Ari Wegner and Jane CampionKIRSTY GRIFFIN/NETFLIX

His version is one Campion and Cumberbatch have faithfully brought to life on screen through the latter's swaggering, snarling and insidious presence.

The film also stars real-life couple Jesse Plemons and Kirsten Dunst as Phil's brother and his wife Rose, who is also Pete's mother.

The film is Campion's first in more than a decade and has been largely well received by critics, with The Guardian's Peter Bradshaw describing it as "one of Campion's best" and Empire's Beth Webb noting that while the "narrative here feels somewhat underdeveloped… Campion remains a master of sensory storytelling".

The Netflix film is another feather in the streaming giant's cap, but Cumberbatch recently told Vanity Fair he wished the film had enjoyed a longer cinema release (it had a finite two-week run before it headed exclusively to Netflix).

Campion concurs.

"I'd have loved it to have been out in the cinema for longer but that wasn't the plan that Netflix had. However, I would have to say that we wouldn't have made the film at all without Netflix. They were the only people that were willing to pay what this film cost to make and they are incredibly supportive."

Dunst, Campion and CumberbatchReuters

She adds that Netflix are now putting the film out in cinemas again "because of the 12 nominations that we got and you know, the general interest in it and people wanting to see it on a big screen".

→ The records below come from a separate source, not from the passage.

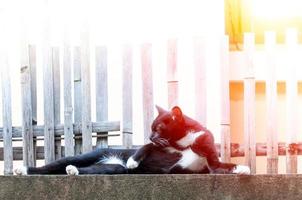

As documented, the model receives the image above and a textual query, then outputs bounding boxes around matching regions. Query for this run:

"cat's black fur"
[14,105,249,175]
[20,147,183,175]
[127,106,241,174]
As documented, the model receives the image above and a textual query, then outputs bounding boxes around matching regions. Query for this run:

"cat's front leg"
[126,143,156,169]
[14,166,28,175]
[66,165,79,175]
[126,157,139,169]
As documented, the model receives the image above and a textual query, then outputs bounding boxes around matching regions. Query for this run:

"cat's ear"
[171,106,183,121]
[155,105,166,115]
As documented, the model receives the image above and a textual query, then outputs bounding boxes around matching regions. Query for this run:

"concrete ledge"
[0,174,301,200]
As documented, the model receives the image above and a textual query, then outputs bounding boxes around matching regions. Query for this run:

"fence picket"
[141,43,154,144]
[21,65,35,167]
[95,46,109,148]
[193,37,207,126]
[285,29,298,174]
[1,55,13,174]
[29,45,37,165]
[52,47,62,159]
[265,32,278,174]
[43,45,55,163]
[80,24,92,153]
[122,45,133,148]
[220,36,231,163]
[73,46,82,155]
[243,33,256,174]
[63,38,74,156]
[167,39,178,109]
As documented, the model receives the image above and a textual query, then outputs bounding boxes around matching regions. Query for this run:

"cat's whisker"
[161,138,169,145]
[156,138,169,147]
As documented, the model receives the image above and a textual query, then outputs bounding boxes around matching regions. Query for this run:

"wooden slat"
[243,33,256,174]
[167,39,178,108]
[0,121,120,138]
[29,45,37,165]
[43,46,55,163]
[3,142,302,161]
[1,54,13,174]
[80,24,92,153]
[1,133,120,142]
[141,43,154,144]
[193,37,207,125]
[52,47,61,159]
[122,45,133,148]
[265,32,278,174]
[95,46,108,148]
[20,27,35,166]
[42,10,55,163]
[63,35,74,156]
[29,45,37,125]
[285,29,298,174]
[42,3,55,164]
[220,36,231,163]
[20,66,35,167]
[73,46,82,155]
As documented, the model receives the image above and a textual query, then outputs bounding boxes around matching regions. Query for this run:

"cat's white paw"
[126,157,139,169]
[66,165,79,175]
[232,165,250,175]
[14,166,28,175]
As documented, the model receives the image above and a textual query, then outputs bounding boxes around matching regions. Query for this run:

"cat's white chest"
[177,148,208,171]
[176,131,205,148]
[165,131,207,171]
[164,146,208,171]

Campion also points out that streaming brings the film – which is essentially an arthouse one – to a bigger and wider audience, making it more accessible. And she's delighted with the attention it's getting, including the awards buzz.

"I'm kind of thrilled. I feel like I've had kind of a comeback. I do feel really quite moved. People in the Academy have voted for so many categories."

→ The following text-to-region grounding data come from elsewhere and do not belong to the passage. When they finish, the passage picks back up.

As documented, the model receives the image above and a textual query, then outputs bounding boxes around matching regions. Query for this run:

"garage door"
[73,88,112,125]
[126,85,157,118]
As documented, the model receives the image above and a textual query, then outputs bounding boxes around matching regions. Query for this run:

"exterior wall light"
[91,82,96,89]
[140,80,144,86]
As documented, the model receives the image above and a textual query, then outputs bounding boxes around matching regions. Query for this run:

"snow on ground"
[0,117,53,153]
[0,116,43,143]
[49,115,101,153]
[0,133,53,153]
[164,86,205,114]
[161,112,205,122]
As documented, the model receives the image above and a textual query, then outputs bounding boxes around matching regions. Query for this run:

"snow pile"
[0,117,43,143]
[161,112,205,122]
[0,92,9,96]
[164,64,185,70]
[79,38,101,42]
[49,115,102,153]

She also understands it has greater significance for women in the industry as a whole after the shocking revelations about the abuse of women in Hollywood including the Harvey Weinstein scandal.

"I really feel that the MeToo movement changed everything. I think it was a very dark time in the late 90s. And up to about 2015. It was almost as if nobody was hearing the fact there was such a depth of inequality.

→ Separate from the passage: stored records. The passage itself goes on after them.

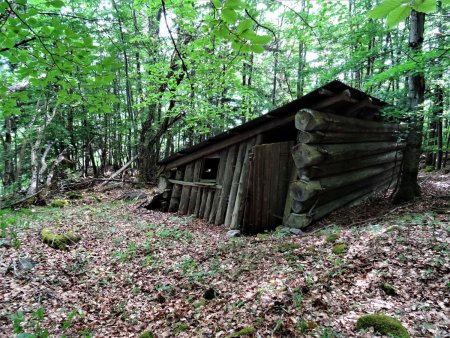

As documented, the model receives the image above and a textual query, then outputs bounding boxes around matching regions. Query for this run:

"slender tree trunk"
[435,86,444,169]
[393,10,425,203]
[2,116,14,187]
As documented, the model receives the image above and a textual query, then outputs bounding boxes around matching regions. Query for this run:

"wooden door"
[243,141,294,233]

"And when those brave ladies shared their stories… everybody woke up and went: 'It's really been impossible, and it's incredibly unequal, and we're not going to have it.'

"It's just not OK to have so little representation of women in film and TV. I think women are doing so well. It's no longer charitable to be employing women. And that's the big change. We want to be recognised because we are really good!"

Jane CampionKIRSTY GRIFFIN/NETFLIX

Wegner is also blazing a trail on the awards circuit. As well as the Oscar nomination, she is the first woman ever to receive a Bafta nod for best cinematography.

"I think the visibility really matters because everyone's the harshest critic of their own work, but it is something very meaningful to be recognised by your peers," she told Razzall.

The Australian says she was "so naïve" when she first decided to go into her field.

"I had no idea that it was not a job that women usually did. It wasn't really until later in film school that I heard this term female cinematographer. And it slowly dawned on me that there were very few but… it was too late. I'd already decided [my career]."

The most recent annual Celluloid Ceiling report found that women comprised 21% of all directors, writers, producers, executive producers, editors and cinematographers working on the top 100 grossing films in 2020, up from 20% in 2019. Women also make up 50% of movie-goers.

Campion says: "We just have to keep going this way. It can never go back to what it was. It was a really dark time when people didn't want to see what women thought or made films about but now there's a real appetite amongst audiences, men and women.

"Netflix are actively seeking to keep their ratio of material made by women up. It's acts like that that make a real difference.

"And hiring Ari for an ambitious film like this one. Is that a risk? Well, I don't think it was a risk. She's really talented. All she needed was people that believe in her and to give her that opportunity, supporting her to make sure she does succeed. And she did succeed. Brilliantly."